A disk-backed list-like object that stores most of its data on disk.

When the list gets too large, data is chunked into .pkl files in the data/ directory. When retrieving slices, only relevant chunks are loaded into memory.

append(data: Dict[str, Any]) None[source]

Appends an item to the list, flushing to disk if needed.

cleanup_chunks() None[source]

Deletes all stored chunk files from disk.

clear() None[source]

Remove all items from the list.

combine_chunks() List[Dict[str, Any]][source]

Loads and combines all chunks into a single list (if needed).

copy() PagedList[source]

Return a shallow copy of the list.

count(value: Dict[str, Any]) int[source]

Return number of occurrences of value.

extend(iterable: Iterable[Dict[str, Any]]) None[source]

Extends the list by adding multiple items at once.

property in_memory_count: int

Return the number of items currently in memory.

index(value: Dict[str, Any], start: int = 0, stop: int | None = None) int[source]

Return index of first occurrence of value.

insert(index: int, value: Dict[str, Any]) None[source]

Insert an item at a specific position.

property is_empty: bool

Return True if the list is empty.

map(func: Callable[[Dict[str, Any]], Dict[str, Any]], max_workers: int | None = None) None[source]

Processes records in chunks using the provided function with multiple threads.

Parameters:
  • func (callable) – Function to apply to each record in the chunk.

  • max_workers (int, optional) – The maximum number of threads to use. Defaults to None, which means the number of threads will be determined by the system.

Returns:

None (Modifies the records in-place)

pop(index: int = -1) Dict[str, Any][source]

Remove and return item at index (default last).

remove(value: Dict[str, Any]) None[source]

Remove first occurrence of value.

reverse() None[source]

Reverse the list in place.

Warning: This operation loads all data into memory and may be slow for large lists.

serialize(max_workers: int | None = None) None[source]

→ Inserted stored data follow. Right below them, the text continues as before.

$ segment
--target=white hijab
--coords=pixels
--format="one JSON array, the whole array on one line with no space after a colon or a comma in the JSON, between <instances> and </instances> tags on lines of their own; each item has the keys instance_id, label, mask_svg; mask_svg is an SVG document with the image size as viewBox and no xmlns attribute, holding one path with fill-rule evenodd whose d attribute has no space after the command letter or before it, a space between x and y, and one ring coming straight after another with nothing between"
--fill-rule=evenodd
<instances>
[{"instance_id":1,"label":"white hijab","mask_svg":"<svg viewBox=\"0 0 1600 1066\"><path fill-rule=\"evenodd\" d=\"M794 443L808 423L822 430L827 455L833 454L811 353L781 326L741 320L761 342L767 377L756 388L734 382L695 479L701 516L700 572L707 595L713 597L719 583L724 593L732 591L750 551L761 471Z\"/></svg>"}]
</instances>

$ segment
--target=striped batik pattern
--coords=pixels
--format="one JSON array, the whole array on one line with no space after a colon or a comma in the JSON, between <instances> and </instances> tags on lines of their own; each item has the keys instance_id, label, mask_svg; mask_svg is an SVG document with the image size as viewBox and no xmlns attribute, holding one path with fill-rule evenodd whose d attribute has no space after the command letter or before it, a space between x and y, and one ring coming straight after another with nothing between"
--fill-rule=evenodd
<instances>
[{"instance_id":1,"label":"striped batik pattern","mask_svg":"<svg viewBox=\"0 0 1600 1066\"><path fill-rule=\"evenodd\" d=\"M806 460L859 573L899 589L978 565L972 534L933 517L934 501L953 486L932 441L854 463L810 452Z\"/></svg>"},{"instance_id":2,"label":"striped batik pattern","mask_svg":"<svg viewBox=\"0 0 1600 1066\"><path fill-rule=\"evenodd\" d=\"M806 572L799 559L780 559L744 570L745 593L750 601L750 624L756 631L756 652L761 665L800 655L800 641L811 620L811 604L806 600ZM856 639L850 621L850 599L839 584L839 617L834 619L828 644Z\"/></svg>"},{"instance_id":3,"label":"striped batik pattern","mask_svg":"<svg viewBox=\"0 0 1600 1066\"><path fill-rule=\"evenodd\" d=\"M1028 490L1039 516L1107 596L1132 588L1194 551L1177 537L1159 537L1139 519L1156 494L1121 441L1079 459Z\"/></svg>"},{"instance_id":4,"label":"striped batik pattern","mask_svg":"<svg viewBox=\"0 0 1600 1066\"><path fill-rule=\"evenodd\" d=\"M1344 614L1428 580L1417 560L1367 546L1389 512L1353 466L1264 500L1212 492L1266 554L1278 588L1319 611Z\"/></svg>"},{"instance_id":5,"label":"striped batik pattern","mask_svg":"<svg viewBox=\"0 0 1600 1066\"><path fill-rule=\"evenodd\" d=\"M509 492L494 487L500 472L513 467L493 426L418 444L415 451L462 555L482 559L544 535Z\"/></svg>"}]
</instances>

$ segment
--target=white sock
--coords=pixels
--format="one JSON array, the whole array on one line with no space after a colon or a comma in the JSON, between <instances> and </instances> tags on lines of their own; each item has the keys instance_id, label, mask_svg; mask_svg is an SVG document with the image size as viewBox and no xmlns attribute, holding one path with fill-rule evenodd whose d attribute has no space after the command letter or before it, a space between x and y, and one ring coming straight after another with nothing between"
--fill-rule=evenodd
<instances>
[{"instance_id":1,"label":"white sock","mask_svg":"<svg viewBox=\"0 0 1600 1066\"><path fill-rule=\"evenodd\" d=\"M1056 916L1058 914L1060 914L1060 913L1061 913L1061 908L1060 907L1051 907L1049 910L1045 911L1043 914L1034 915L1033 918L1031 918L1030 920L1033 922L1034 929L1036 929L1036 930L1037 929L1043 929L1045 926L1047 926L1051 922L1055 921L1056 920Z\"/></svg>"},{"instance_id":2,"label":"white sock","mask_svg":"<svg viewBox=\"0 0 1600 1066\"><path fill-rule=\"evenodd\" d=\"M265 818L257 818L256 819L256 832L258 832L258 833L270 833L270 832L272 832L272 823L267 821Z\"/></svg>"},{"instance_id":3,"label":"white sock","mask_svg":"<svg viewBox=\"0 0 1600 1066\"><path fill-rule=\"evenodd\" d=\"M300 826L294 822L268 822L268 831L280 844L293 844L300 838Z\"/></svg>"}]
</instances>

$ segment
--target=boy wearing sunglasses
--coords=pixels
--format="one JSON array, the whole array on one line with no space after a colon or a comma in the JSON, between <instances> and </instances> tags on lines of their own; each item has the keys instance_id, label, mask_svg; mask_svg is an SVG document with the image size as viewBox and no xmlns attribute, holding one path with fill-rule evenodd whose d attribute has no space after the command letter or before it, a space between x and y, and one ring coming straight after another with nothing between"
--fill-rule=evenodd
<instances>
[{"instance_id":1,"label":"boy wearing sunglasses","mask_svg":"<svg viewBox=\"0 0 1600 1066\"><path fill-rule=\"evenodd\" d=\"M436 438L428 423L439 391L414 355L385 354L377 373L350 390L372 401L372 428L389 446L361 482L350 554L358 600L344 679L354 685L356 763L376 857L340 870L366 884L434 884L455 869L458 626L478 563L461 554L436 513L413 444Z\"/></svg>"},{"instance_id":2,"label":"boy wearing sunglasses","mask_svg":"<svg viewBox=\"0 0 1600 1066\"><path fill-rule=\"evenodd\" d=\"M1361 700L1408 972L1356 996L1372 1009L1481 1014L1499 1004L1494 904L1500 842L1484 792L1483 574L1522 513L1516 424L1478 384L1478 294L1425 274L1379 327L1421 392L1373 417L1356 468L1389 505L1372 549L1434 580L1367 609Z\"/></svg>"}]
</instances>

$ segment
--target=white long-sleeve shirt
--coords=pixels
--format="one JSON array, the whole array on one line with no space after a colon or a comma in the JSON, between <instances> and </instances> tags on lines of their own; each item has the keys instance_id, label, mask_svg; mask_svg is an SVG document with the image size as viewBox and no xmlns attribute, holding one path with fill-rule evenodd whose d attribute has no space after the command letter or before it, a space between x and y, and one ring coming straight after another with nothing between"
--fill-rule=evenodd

Serializes the list of dictionaries by converting certain types to JSON strings and updates the underlying files using multiple threads.

sort(*, key: Callable[[Dict[str, Any]], Any] | None = None, reverse: bool = False) None[source]

Sort the list in place.

Warning: This operation loads all data into memory and may be slow for large lists. Note: A key function is required when sorting dictionaries.

property total_chunks: int

Return the total number of chunks.

Main Module

Command-line interface and demonstration utilities for paged-list.

This module provides entry points for running demonstrations and examples of the professional disk-backed list implementation.

paged_list.main.demo() None[source]

Run a demonstration of the PagedList functionality.

paged_list.main.main() None[source]

Main entry point for the package.